I soldi per uscire dalla crisi ci sono. Sono i nostri, 235 miliardi di euro, il risparmio postale di 24 milioni di italiani. Li raccoglie Cassa depositi e prestiti, nata per essere la “banca degli enti locali”. Ma che cosa ne fa oggi?
Sono passati dieci anni esatti dalla privatizzazione di Cdp. “La posta in gioco” spiega che cosa è diventata e come impiega i soldi del risparmio postale di 24 milioni di comuni cittadini, giovani, lavoratori, pensionati. Uno strumento indispensabile per chi vuole capire fino in fondo “che fine fanno i soldi”.
Era il novembre del 2003, e il ministro del Tesoro Giulio Tremonti decise la trasformazione di Cassa depositi e prestiti in società per azioni, e la sua parziale privatizzazione.
Una vera “rivoluzione”, a partire dalla quale Cdp – l’acronimo con cui è conosciuta – ha preso a comportarsi sempre più come un “fondo sovrano”, forte – a differenza del sistema bancario – di una straordinaria liquidità, garantita dal risparmio postale degli italiani: 24 milioni che detengono un libretto di risparmio postale o hanno investito in Buoni fruttiferi postali
Pochi di loro però sanno che oggi Cdp utilizza quelle risorse come un qualsiasi investitore, attraverso società di gestione del risparmio e fondi d’investimento partecipati dalla società.
Dopo dieci anni esatti, “La posta in gioco” fa il punto su ciò che è successo in questi anni: i limiti all’impiego delle risorse di Cdp a favore degli enti locali, tradizionali beneficiari dei prestiti della Cassa; e l’ampliamento dei margini d’azione di Cdp, chiamata in causa per ogni foglia che si muove nell’economia italiana, basti pensare ai recenti casi Alitalia e Telecom.
Ma non solo: suggerisce infatti possibili strategie per la trasformazione e la “risocializzazione” di Cassa depositi e prestiti, verso una nuova finanza pubblica e sociale.

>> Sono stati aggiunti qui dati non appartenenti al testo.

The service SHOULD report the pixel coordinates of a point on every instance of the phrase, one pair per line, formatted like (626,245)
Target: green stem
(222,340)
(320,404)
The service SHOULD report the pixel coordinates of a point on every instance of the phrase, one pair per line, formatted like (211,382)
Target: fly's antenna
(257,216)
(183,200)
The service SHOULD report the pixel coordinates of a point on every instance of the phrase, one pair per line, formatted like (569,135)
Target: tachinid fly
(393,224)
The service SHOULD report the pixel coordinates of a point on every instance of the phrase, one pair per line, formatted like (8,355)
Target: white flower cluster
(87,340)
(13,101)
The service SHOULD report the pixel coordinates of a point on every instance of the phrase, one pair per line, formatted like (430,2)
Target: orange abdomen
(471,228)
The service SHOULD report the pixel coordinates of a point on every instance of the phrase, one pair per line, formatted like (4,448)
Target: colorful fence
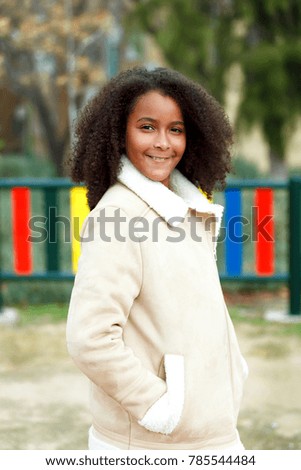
(32,212)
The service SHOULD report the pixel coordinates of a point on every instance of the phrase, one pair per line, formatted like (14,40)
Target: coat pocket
(165,414)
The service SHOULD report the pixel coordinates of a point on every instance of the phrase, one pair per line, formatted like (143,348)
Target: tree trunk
(278,168)
(56,141)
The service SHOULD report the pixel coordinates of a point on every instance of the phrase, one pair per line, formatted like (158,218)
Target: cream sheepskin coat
(147,321)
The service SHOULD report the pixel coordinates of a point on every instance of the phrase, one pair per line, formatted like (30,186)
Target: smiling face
(155,136)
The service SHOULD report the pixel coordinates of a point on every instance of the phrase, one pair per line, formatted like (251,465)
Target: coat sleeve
(107,282)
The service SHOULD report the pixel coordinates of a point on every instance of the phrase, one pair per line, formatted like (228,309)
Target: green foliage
(13,166)
(188,32)
(202,40)
(245,169)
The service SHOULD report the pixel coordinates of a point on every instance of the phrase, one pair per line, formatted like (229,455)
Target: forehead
(156,103)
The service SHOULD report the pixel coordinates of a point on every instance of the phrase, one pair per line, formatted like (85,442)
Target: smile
(159,159)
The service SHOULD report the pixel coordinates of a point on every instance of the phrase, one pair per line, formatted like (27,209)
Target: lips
(159,159)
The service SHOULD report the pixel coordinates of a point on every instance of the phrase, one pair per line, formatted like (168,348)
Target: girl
(147,321)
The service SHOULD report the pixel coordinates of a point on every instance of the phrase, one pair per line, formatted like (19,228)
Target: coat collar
(173,205)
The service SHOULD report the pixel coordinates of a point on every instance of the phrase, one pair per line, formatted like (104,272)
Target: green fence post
(295,245)
(52,243)
(1,295)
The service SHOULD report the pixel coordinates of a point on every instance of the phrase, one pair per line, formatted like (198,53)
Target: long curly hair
(101,127)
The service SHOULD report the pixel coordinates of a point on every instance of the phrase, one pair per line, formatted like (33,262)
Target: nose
(162,142)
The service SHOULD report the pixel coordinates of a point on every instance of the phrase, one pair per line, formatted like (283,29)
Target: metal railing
(24,202)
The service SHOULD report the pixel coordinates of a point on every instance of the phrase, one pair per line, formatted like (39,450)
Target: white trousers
(97,444)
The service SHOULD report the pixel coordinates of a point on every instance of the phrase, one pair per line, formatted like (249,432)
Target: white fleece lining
(165,413)
(169,204)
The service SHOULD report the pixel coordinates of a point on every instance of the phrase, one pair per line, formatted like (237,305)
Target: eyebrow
(146,118)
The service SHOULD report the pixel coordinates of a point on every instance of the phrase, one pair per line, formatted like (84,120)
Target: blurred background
(54,55)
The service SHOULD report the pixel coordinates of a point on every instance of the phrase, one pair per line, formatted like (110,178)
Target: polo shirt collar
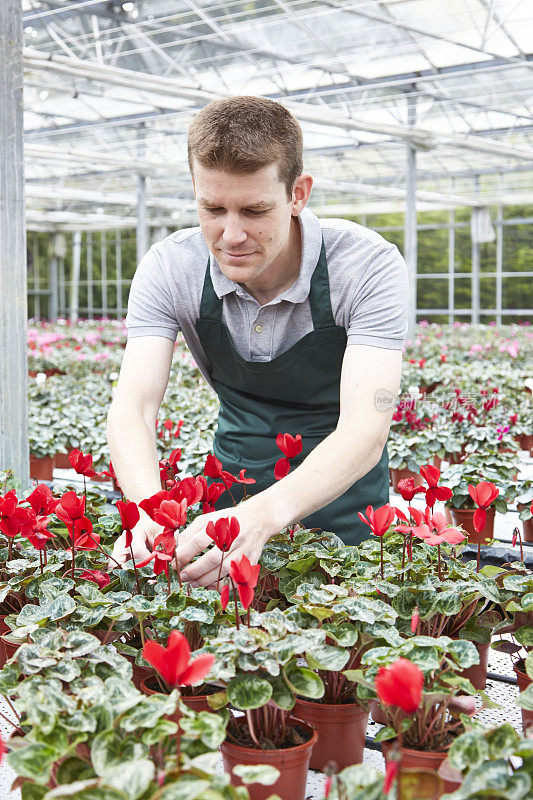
(299,291)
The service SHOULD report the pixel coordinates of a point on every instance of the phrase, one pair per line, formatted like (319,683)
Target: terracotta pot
(465,518)
(377,713)
(292,762)
(61,461)
(523,680)
(477,674)
(42,468)
(196,702)
(341,732)
(423,759)
(399,474)
(525,440)
(527,528)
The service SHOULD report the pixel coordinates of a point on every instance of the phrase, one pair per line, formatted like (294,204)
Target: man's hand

Spiega Luca Martinelli, giornalista di Altreconomia:”Dall’housing sociale alle autostrade, dalla banda larga alla grande distribuzione organizzata, dagli aeroporti ai servizi pubblici locali, oggi Cdp è un ‘fondo sovrano’ che allarga le maglie della propria azione a un numero imprecisato di settori dell’economia italiana. Credo che – pur restando gli stessi i suoi ambiti di ‘manifesto interesse’ – sia possibile calibrare in modo diverso la sua azione: se interessano ad esempio gli acquedotti, deve promuovere un ‘fondo’ per l’ammodernamento della rete, garantendo prestiti a tasso agevolato ai soggetti pubblici, non favorire la privatizzazione delle società di gestione; se interessa la distribuzione del cibo, può articolare programmi a favore dei numerosi esempi di filiera corta e Piccola distribuzione organizzata che si sono sviluppati sul territorio, non diventare azionista di una società che costruisce e gestisce iper e supermercati”.

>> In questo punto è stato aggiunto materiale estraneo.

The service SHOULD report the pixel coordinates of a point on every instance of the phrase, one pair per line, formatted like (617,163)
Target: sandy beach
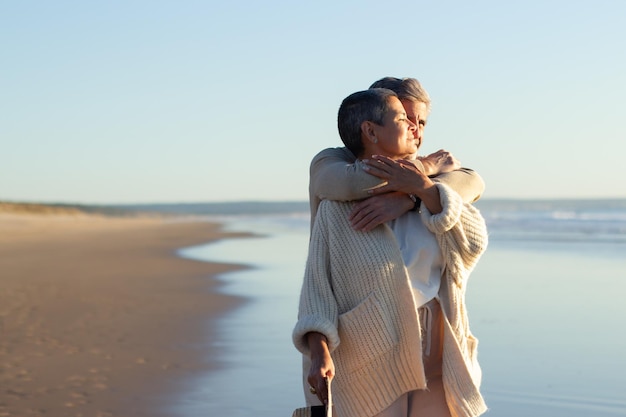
(98,316)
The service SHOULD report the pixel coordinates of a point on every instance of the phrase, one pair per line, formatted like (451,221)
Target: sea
(547,302)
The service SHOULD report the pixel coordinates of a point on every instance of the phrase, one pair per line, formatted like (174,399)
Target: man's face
(418,113)
(397,137)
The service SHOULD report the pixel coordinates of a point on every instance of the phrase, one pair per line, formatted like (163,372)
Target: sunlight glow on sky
(155,101)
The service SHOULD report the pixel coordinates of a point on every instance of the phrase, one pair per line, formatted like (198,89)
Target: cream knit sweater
(357,293)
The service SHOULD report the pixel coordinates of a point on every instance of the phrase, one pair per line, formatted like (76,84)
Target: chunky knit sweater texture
(356,292)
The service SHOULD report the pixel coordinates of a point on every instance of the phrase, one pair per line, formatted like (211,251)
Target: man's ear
(368,131)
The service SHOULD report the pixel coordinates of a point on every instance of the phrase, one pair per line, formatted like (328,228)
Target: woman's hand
(402,175)
(322,366)
(379,209)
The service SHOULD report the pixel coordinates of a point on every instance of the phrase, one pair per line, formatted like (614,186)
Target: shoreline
(92,322)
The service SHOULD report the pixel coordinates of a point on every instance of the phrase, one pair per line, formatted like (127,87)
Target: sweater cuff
(314,323)
(450,215)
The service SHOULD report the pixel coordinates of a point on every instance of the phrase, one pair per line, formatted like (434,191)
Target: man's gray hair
(369,105)
(405,88)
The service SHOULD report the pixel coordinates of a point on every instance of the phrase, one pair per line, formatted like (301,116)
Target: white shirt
(421,254)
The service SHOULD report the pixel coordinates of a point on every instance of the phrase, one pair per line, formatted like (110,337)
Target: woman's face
(397,137)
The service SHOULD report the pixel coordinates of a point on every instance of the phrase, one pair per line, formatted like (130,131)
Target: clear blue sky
(179,101)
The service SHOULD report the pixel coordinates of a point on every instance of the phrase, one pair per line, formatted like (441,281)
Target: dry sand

“Non è vero che i soldi non ci sono, come la litania della politica ci ricorda ogni giorno – aggiunge Antonio Tricarico, responsabile del programma Nuova finanza pubblica di Re:Common – ma ci sono e sono tanti, ed appartengono alle famiglie italiane. Il risparmio postale se gestito in altro modo dalla Cdp ci può davvero portare fuori dalla crisi promuovendo un’economia diversa, più equa e giusta sui territori. Ma per ottenere ciò questa volta spetta ai cittadini fare cassa, chiedendo dagli sportelli postali al Parlamento di risocializzare questa istituzione cruciale fuori da una logica di mercato dando voce in capitolo ai risparmiatori su come i loro risparmi debbano essere investiti per l’interesse pubblico, la difesa dei beni comuni e dei territori.”
Quei soldi, i nostri risparmi, potrebbero essere utilizzati per uscire dalla crisi.
La posta in gioco è il futuro del Paese.